Siempre se puede morir, no está en nuestras manos evitarlo, pero hay muertes que revelan un descuido absurdo de la vida. Varios jóvenes han muerto en una extraña fiesta y echaremos varios días discutiendo, como se discutía sobre cuántos ángeles cabían en una cabeza de alfiler. El caso es perderse en los detalles para no reparar en lo que pudiera enseñarnos algo.
Es inexorable la tendencia de las masas a provocar lo irreparable. Cualquier reunión que se exceda en número no puede ser otra cosa que una manifestación de fuerza, de descontrol. Hace tiempo que se sabe, y, de hecho, nunca se reúnen masas si no es con una finalidad suficientemente bellaca.

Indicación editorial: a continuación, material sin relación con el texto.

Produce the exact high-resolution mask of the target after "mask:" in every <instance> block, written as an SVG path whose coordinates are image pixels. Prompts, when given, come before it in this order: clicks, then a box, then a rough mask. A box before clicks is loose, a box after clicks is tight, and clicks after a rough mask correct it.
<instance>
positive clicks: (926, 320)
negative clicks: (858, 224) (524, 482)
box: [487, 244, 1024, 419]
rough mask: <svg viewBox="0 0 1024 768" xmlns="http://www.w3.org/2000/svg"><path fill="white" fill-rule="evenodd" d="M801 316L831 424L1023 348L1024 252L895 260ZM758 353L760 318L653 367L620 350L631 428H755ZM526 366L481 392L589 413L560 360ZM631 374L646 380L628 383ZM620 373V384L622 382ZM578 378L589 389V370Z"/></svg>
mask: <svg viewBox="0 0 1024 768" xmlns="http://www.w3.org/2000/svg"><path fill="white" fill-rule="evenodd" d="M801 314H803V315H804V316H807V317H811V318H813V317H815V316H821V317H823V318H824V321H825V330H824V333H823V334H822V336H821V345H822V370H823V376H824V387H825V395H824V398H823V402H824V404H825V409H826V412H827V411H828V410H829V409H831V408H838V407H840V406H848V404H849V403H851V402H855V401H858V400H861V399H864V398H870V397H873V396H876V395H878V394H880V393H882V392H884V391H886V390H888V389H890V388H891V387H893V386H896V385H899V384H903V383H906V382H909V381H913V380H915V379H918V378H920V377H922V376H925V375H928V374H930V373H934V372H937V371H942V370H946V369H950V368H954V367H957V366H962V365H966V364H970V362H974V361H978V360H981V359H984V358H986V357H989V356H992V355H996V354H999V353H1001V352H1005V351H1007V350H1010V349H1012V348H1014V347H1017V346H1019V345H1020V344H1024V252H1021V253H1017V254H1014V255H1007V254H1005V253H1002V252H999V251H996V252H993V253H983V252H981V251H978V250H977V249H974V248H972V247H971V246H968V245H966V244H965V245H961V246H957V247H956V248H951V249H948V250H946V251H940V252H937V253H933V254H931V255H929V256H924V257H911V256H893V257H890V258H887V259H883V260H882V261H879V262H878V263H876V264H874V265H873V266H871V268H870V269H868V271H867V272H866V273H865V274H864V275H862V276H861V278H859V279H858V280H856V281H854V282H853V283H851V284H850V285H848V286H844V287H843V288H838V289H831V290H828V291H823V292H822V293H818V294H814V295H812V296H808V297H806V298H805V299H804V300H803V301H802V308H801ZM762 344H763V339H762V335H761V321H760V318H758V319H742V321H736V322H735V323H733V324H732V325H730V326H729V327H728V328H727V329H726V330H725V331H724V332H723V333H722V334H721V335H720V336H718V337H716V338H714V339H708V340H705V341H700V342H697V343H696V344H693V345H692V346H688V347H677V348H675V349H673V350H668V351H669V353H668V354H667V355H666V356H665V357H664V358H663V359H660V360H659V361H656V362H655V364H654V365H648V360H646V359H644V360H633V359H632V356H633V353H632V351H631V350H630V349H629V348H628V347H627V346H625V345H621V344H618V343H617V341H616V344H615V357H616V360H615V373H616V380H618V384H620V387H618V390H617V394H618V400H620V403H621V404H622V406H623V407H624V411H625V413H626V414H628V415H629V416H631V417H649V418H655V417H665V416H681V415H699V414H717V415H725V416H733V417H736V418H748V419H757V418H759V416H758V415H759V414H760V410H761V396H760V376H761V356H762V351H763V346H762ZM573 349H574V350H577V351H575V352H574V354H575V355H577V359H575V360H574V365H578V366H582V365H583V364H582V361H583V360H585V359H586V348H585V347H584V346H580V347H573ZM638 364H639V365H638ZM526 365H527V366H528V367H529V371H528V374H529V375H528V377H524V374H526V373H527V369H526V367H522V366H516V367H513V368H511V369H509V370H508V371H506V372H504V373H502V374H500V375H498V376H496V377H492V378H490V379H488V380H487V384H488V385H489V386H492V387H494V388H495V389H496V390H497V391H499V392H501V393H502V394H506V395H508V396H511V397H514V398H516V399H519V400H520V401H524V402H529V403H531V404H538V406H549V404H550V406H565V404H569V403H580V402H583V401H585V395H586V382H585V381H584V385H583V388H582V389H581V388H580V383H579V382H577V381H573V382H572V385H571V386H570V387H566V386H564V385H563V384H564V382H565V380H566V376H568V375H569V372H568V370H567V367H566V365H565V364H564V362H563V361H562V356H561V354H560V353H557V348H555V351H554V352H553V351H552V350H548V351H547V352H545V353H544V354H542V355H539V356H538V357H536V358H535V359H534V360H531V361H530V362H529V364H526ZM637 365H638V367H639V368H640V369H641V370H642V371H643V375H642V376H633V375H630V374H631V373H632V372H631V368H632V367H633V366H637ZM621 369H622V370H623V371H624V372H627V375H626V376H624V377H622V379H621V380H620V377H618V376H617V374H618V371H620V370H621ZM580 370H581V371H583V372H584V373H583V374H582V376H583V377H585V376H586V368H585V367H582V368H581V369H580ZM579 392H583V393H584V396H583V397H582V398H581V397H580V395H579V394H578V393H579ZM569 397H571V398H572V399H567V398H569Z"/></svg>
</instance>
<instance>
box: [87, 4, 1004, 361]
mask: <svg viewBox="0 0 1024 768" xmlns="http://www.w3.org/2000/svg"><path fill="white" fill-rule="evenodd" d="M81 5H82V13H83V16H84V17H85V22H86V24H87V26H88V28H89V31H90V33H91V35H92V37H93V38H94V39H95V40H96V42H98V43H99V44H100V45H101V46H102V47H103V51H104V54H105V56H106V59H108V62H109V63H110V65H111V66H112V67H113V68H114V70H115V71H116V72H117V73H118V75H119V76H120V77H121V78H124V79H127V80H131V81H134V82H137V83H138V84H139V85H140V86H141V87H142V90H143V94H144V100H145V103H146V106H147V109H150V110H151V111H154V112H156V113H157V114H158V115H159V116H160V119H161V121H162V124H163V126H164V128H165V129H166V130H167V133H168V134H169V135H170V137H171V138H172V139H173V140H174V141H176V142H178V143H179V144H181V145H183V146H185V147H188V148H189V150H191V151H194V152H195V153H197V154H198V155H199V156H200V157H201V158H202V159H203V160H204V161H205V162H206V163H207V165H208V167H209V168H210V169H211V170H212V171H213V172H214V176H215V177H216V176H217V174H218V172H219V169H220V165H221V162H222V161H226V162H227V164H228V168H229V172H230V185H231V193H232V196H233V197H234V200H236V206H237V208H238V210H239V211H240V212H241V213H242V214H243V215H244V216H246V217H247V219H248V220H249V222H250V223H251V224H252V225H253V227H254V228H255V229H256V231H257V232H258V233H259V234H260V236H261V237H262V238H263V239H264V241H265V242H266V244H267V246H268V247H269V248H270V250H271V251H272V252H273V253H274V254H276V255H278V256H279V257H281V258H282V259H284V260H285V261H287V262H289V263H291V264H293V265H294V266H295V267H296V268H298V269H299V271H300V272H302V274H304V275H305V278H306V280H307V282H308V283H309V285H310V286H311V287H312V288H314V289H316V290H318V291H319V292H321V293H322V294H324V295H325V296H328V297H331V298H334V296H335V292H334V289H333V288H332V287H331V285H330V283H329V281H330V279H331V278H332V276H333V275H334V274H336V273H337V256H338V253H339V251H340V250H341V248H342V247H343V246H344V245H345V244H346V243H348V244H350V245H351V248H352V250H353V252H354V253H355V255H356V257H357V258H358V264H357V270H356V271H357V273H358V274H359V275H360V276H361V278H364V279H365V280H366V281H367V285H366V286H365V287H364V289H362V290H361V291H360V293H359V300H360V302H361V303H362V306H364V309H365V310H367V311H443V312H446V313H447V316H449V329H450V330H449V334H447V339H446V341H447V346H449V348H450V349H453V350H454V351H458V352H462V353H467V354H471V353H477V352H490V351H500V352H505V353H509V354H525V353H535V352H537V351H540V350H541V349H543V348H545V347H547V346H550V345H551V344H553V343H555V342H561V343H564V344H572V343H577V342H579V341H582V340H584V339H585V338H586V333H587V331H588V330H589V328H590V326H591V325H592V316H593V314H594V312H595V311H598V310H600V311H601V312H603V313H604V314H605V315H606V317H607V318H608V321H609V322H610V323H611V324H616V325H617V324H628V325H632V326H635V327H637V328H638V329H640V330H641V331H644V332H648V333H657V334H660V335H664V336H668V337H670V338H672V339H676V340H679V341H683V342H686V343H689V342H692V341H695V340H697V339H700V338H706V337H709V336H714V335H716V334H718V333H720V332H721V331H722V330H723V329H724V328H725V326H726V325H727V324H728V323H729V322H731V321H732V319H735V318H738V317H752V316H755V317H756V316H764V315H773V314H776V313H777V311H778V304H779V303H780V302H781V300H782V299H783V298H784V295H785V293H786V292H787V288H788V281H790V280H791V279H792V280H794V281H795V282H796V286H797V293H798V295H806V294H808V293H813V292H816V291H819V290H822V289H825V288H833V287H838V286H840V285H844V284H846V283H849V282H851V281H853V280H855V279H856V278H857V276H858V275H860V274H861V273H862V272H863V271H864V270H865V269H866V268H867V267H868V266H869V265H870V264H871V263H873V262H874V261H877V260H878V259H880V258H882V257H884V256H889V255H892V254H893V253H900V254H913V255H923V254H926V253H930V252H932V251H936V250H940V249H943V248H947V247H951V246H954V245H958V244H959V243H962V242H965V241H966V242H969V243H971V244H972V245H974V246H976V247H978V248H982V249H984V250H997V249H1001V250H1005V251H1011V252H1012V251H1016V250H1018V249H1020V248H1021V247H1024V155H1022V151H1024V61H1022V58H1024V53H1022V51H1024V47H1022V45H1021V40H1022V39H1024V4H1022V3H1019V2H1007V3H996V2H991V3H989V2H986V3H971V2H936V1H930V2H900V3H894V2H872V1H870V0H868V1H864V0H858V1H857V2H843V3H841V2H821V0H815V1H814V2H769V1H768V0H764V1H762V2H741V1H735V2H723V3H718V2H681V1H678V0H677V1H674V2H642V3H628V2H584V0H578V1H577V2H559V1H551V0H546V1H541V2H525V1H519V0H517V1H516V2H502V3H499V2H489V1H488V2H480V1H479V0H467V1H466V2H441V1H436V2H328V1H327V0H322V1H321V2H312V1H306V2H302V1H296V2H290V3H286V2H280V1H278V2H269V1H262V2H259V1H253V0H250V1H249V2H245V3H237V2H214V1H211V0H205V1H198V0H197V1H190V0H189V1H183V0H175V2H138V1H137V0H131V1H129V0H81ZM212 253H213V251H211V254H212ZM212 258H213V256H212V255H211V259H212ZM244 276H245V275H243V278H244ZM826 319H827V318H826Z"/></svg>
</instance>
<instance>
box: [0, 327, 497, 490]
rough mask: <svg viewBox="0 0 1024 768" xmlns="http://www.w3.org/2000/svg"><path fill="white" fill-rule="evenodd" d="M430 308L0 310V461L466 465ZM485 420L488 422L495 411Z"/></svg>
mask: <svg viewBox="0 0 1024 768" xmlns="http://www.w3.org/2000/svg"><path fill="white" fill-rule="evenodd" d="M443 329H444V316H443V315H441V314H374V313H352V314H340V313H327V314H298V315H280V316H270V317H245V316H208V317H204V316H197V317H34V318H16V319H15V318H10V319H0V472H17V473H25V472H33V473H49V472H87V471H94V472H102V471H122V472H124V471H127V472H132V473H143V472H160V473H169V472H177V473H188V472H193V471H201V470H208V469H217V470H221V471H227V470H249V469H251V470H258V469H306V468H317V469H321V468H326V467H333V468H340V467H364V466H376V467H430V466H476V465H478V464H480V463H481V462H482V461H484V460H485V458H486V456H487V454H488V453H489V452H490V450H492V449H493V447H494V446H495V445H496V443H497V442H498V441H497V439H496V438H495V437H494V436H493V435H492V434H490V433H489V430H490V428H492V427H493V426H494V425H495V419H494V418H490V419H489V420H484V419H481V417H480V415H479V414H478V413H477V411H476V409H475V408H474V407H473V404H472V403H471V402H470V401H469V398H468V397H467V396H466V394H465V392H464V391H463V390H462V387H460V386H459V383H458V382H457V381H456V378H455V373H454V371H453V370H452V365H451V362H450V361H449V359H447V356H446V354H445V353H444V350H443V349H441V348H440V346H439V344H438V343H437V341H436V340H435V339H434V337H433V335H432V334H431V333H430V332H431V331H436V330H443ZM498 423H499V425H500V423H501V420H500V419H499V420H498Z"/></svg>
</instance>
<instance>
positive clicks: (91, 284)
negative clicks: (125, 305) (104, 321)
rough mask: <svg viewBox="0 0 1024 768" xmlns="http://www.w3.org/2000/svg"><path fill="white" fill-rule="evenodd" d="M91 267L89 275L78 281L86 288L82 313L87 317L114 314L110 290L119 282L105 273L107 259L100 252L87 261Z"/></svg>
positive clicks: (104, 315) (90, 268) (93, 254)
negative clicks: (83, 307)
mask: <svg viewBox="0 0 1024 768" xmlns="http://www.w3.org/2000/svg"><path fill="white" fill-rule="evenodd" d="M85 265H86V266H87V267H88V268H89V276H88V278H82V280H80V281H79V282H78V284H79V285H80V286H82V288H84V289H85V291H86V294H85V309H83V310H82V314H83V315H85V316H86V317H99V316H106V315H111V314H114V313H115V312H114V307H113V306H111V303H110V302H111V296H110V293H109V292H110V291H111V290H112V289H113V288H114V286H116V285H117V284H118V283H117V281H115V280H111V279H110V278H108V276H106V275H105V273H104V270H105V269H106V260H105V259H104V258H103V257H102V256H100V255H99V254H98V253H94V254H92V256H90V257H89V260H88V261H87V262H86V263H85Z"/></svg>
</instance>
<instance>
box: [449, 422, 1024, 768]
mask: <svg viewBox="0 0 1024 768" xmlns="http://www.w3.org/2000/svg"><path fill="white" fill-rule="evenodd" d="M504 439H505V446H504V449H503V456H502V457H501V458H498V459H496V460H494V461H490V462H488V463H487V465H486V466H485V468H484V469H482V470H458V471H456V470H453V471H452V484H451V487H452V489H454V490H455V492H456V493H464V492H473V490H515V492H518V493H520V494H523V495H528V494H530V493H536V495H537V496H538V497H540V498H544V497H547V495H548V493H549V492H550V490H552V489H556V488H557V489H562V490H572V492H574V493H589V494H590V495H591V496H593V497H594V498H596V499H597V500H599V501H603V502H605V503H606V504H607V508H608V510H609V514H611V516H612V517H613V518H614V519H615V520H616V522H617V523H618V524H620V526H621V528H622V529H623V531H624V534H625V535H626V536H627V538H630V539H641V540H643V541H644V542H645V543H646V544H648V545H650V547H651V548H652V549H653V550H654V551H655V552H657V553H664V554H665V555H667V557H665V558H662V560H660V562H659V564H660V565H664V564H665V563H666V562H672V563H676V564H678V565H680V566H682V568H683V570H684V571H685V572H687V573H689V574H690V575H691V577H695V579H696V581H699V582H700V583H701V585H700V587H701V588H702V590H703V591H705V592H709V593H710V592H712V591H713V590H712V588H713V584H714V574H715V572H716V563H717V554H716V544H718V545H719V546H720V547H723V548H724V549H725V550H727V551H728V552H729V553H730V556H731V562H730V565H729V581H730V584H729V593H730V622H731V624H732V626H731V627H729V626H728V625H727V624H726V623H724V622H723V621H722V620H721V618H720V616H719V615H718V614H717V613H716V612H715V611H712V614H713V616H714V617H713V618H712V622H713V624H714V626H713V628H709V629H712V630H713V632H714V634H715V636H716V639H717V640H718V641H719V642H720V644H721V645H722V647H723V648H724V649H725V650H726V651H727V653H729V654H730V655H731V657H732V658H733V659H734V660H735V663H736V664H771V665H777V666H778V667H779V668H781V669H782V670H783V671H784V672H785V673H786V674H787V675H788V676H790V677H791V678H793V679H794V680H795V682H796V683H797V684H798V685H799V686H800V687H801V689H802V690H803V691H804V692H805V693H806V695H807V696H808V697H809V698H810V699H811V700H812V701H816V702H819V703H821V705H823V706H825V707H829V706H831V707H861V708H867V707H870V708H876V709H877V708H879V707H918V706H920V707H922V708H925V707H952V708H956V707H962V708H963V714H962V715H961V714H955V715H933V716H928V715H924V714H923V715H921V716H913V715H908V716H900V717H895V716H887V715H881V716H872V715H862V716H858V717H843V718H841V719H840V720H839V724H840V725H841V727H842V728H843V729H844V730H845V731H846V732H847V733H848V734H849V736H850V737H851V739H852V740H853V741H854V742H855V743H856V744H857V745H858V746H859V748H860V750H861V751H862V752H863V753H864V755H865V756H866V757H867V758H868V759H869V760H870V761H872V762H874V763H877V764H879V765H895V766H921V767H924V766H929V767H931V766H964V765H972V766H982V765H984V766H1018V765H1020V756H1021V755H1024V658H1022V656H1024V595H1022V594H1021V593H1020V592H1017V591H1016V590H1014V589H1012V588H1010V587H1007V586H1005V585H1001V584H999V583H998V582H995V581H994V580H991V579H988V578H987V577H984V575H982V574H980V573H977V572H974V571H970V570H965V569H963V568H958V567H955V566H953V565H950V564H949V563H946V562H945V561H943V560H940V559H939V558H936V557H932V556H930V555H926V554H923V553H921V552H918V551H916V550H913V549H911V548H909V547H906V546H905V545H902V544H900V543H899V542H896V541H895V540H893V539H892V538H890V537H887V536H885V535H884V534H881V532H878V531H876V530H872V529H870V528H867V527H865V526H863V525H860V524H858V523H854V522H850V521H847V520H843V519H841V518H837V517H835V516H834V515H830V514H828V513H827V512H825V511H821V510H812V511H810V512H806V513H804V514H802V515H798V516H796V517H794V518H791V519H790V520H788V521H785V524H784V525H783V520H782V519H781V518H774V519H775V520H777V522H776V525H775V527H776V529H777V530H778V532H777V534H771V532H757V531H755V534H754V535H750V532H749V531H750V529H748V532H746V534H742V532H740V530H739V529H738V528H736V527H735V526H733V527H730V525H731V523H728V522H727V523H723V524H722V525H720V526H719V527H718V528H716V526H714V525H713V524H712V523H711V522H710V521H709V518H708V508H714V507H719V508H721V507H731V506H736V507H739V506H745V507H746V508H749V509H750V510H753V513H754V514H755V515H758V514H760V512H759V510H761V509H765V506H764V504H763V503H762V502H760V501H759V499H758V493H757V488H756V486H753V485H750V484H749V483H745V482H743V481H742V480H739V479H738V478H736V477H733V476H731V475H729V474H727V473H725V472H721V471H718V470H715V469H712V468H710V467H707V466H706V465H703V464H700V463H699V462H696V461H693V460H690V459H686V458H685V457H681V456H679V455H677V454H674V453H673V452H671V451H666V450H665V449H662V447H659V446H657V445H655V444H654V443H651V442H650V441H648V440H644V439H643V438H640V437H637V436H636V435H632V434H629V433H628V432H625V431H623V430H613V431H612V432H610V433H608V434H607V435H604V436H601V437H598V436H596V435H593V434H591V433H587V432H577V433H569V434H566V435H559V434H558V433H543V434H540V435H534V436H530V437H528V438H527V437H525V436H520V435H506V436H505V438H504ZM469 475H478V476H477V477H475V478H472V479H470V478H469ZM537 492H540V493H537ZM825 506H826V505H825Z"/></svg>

Por eso dice tan poco de la fiesta el que se necesite hacerla en medio del tumulto, en la más absoluta despersonalización que se pueda imaginar. Es lógico que los jóvenes cedan a esa tentación porque tienden a estar siempre como huyendo de sí mismos, han dejado de ser niños y no son todavía nadie. Nuestra sociedad se dedica a prolongar absurdamente ese largo período de ausencia, incluso lo celebra, tal es la pérdida de sentido que nos traemos. Pero, en fin, tal vez pueda concederse que esté en la naturaleza de los jóvenes arrojarse a pozos sin fondo, a ver qué pasa, lo que no es fácil de comprender es que los ayuntamientos se dediquen a fabricar trampas y las alquilen con ligereza, mirando para otra parte, excusándose en que se han rellenado los papeles. Tal vez tengan lo hayan hecho porque les sobra el dinero y no les pareció mal contribuir un poquito al disparate del ladrillo, a la religión de la burbuja inmobiliaria.
Es bueno saber que hay políticos que se comportan de manera más atolondrada que esos jóvenes que no saben ni a dónde van ni el porqué de lo que hacen. Esa clase de gentes son la ruina de la democracia, los apóstoles del sinsentido, los gestores de la nada, y luego se refugian en las responsabilidades de terceros, que siempre pasan por allí, normalmente con alguna bengala.